Daniel is a Sidney Lumet film, based on a book by E.L Doctorow (The Book of Daniel), which is in turn loosely based on the Rosenberg Trial. The name of the couple has changed here to Isaacson, and the story focuses on their son Daniel, contrasting his activism in the 1960s and their involvement with the Communist Party of the late 1940s and early 1950s. By all accounts the book maintains that focus, but the film does spend considerable time on the parents. That makes sense, because Lumet was in the category that used to be called ‘fellow travellers’ at that time, but never a full-blown Party member.
Daniel is played by Timothy Hutton, who had just won an Oscar for Ordinary People when the film came out. It’s a messy film, perhaps a bit too long, but of course it‘s well-directed. Ellen Barkin appears, as does Amanda Plummer, so you can’t fault the cast. Doctorow adapted his book for the script and that could be the origin of the problem, as authors sometimes aren’t detached enough from the material to make the page to screen transition.
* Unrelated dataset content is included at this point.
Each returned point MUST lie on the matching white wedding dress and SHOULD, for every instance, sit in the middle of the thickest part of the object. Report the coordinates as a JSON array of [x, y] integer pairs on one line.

The film came at the end of the great run Lumet had in the 70s and early 80s, when he was making many consistently good films—making at least one movie almost every year—coming right after The Verdict and Prince of the City. It’s what you’d expect with putting Lumet together with that material. Of course, now most people know that the Rosenbergs were guilty, but this is a fictionalised take in which that is less clear. In any case. Its an interesting film about an intriguing era of American history. You do see the effect that the parents’ execution has on their children, with the daughter (Plummer) losing her mind.